The Seoul High Court said it will take into account the effectiveness of a new internal compliance committee at Samsung Electronics in its ruling on Samsung heir Lee Jae-yong’s jail term, during the fourth hearing of Lee’s retrial on Friday.
Samsung heir Lee Jae-yong enters the Seoul High Court for the fourth hearing of his retrial on Friday. (Yonhap)
The court said it will designate third-party experts to check on the implementation of compliance rules at Samsung, and only successful results will be considered in its decision on the length of imprisonment for Lee in the bribery case involving former President Park Geun-hye.
It will designate three experts -- with one recommended by the court, prosecutors and Samsung each -- to closely watch operations of the compliance unit formed by Samsung.
The court also said it will recommend Kang Il-won, a judge of the Constitutional Court of Korea, as a possible member of the panel.
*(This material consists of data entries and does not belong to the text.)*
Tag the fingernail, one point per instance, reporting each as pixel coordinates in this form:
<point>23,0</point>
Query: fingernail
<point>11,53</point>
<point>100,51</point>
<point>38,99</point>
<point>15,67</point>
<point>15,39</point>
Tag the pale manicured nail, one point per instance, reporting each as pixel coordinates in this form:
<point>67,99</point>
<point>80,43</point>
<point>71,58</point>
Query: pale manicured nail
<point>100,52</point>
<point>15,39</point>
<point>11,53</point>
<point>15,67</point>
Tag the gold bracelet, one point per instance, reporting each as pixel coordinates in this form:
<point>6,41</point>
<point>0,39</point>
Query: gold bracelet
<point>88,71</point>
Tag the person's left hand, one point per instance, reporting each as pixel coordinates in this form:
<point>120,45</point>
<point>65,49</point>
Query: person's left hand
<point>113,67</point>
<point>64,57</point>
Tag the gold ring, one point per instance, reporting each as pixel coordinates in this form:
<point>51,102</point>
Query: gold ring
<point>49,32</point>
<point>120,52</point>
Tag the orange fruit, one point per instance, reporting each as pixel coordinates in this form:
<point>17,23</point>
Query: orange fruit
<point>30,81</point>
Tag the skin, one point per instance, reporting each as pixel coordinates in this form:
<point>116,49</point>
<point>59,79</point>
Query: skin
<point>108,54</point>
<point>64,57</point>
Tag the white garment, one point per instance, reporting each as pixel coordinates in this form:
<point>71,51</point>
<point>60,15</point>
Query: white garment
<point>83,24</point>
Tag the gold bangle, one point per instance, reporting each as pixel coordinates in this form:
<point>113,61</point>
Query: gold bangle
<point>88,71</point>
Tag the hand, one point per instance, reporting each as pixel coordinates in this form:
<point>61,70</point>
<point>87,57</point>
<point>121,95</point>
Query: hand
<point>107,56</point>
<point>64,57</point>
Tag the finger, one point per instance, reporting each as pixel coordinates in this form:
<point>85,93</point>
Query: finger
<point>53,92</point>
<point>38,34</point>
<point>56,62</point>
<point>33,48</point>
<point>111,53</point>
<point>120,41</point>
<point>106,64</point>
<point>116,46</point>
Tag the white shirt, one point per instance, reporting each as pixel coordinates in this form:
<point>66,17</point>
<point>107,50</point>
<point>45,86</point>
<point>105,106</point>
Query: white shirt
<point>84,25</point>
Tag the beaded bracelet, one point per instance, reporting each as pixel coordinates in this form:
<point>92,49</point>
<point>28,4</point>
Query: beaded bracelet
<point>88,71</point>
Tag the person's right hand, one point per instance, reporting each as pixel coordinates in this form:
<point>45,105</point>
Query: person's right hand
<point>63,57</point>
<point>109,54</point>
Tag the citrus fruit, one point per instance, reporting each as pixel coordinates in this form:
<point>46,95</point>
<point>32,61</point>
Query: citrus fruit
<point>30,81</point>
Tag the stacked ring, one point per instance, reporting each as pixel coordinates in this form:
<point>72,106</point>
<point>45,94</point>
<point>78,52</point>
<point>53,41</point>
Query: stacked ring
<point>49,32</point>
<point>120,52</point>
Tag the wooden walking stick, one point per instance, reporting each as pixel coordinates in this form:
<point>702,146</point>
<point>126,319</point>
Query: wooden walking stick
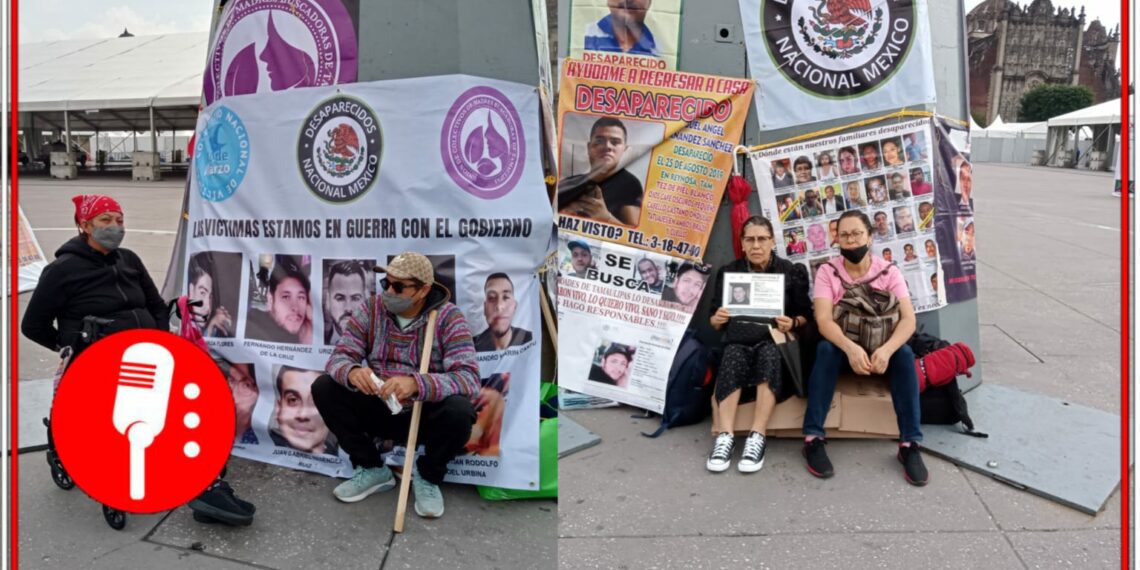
<point>409,454</point>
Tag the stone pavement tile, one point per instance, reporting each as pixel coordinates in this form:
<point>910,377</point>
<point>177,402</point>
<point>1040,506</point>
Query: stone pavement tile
<point>633,486</point>
<point>477,534</point>
<point>1044,326</point>
<point>298,524</point>
<point>998,347</point>
<point>1100,301</point>
<point>148,555</point>
<point>992,277</point>
<point>817,551</point>
<point>1016,510</point>
<point>1092,381</point>
<point>1068,548</point>
<point>63,529</point>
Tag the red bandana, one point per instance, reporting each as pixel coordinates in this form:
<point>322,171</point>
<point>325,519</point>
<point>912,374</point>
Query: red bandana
<point>89,205</point>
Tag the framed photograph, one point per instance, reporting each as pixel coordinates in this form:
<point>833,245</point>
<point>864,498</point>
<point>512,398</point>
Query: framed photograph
<point>754,294</point>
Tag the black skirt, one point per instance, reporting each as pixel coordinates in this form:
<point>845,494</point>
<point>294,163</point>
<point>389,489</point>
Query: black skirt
<point>744,367</point>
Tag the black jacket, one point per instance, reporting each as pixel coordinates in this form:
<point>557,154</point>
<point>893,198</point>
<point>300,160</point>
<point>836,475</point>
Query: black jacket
<point>82,282</point>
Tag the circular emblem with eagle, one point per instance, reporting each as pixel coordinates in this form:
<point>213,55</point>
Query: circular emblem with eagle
<point>339,149</point>
<point>838,48</point>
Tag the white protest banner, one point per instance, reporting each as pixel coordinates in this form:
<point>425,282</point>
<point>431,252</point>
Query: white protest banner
<point>628,310</point>
<point>30,255</point>
<point>820,59</point>
<point>885,172</point>
<point>320,185</point>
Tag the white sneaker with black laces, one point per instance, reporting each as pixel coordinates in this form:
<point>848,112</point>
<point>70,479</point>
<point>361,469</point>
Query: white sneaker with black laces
<point>721,457</point>
<point>752,458</point>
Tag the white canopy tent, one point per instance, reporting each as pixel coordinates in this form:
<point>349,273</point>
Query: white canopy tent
<point>1099,123</point>
<point>137,83</point>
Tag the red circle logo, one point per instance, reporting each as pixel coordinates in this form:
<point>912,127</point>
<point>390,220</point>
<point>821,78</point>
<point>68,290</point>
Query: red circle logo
<point>143,421</point>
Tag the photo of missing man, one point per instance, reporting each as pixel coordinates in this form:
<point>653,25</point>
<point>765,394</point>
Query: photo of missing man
<point>685,285</point>
<point>214,279</point>
<point>825,165</point>
<point>243,383</point>
<point>881,227</point>
<point>870,156</point>
<point>893,154</point>
<point>914,145</point>
<point>788,206</point>
<point>651,273</point>
<point>348,285</point>
<point>612,364</point>
<point>279,307</point>
<point>817,237</point>
<point>490,405</point>
<point>741,293</point>
<point>296,423</point>
<point>877,193</point>
<point>499,306</point>
<point>909,253</point>
<point>904,220</point>
<point>801,169</point>
<point>578,259</point>
<point>781,173</point>
<point>604,164</point>
<point>848,161</point>
<point>966,238</point>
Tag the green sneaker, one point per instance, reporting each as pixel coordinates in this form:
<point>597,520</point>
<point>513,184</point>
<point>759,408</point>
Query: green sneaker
<point>429,497</point>
<point>365,481</point>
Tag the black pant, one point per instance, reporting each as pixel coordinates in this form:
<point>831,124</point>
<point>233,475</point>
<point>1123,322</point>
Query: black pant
<point>356,418</point>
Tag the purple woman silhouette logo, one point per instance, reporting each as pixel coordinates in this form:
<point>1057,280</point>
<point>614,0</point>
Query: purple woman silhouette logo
<point>299,43</point>
<point>482,143</point>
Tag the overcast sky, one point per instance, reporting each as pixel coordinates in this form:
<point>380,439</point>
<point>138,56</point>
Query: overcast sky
<point>57,19</point>
<point>60,19</point>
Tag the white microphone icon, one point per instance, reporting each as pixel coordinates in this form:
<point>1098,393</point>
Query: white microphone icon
<point>145,375</point>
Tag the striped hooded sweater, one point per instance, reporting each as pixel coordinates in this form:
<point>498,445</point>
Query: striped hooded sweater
<point>373,334</point>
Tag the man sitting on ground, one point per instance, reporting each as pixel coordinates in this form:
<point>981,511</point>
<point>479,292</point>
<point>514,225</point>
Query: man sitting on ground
<point>389,334</point>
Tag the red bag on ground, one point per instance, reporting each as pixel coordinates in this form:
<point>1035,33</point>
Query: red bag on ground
<point>944,365</point>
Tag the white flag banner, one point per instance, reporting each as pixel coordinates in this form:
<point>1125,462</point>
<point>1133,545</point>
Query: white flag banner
<point>628,310</point>
<point>820,59</point>
<point>320,185</point>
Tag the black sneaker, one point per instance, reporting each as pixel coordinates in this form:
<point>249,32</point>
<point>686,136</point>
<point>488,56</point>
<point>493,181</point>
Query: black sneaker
<point>913,469</point>
<point>218,504</point>
<point>817,462</point>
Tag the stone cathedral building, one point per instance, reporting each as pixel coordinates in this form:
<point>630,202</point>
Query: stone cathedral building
<point>1015,48</point>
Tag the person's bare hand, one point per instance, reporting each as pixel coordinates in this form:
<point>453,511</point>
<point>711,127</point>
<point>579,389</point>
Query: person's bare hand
<point>361,379</point>
<point>721,317</point>
<point>858,360</point>
<point>879,360</point>
<point>402,387</point>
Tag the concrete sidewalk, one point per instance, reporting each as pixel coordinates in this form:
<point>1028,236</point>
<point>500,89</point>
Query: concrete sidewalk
<point>1049,307</point>
<point>298,524</point>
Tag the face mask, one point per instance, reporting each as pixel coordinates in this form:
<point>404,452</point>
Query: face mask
<point>854,254</point>
<point>396,303</point>
<point>108,236</point>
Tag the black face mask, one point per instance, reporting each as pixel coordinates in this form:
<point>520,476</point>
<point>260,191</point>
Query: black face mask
<point>854,254</point>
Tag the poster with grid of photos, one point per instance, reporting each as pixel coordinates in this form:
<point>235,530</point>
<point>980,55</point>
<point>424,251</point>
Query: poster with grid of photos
<point>885,172</point>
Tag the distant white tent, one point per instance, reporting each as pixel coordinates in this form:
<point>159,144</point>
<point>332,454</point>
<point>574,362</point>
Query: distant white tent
<point>1105,113</point>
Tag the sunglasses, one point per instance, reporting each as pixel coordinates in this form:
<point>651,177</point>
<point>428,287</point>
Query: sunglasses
<point>398,286</point>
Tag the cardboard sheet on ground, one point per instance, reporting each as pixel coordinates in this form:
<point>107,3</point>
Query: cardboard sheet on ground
<point>1077,464</point>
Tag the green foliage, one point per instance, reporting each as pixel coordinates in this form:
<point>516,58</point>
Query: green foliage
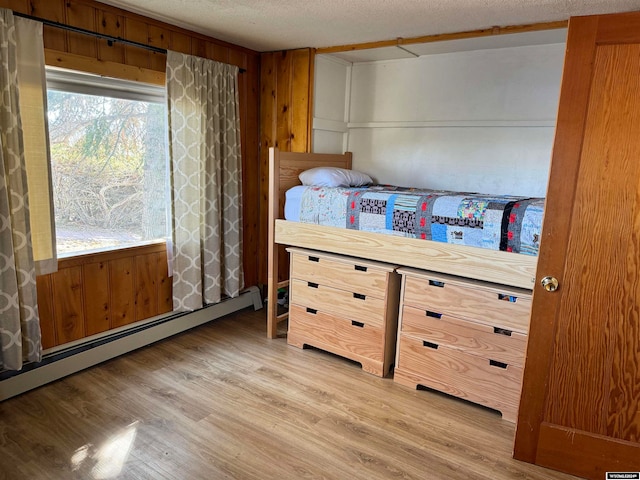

Kang was the lead justice in the impeachment case of former President Park.
“Still, there are citizens who are suspicious about Samsung’s willingness to comply with the laws, and (the court) needs to strictly check if Samsung fulfills its promises,” the court said.
It added that the court can take into account the compliance committee in the final sentence only if the committee functions as it should.
The prosecutors and Samsung have been asked to choose their own candidates by end-January.
Meanwhile, the court has ruled out some of the evidence provided by prosecutors, including those related to suspected window-dressing by Samsung Biologics in 2015, allegedly to inflate Cheil Industries’ stake in the conglomerate’s bio unit and aid Lee Jae yong’s managerial succession from his ailing father.
Retrial judge Jeong Joon-young explained that the court might refer to evidence related to the Samsung Biologics case and others but it did not have to examine such evidence in the current hearing, as the Supreme Court did not bind the succession issue to the retrial.
Initially, prosecutors had tried to prove an alleged connection between the bribery case and the conglomerate’s suspicious activities during the merger between Samsung C&T and Cheil Industries, which benefited Lee, who holds the largest share in the latter.
Prosecutors also suspected that the window-dressing of the bio unit helped the company to reach a merger ratio favorable to Lee.
Prosecutors, however, have appealed against the court’s decision, saying they cannot accept the compliance committee being taken into account in the sentencing of the bribery case.
Prosecutors added they will not cooperate with the designation of the three experts.
The next hearing of Lee’s retrial is scheduled for Feb. 14.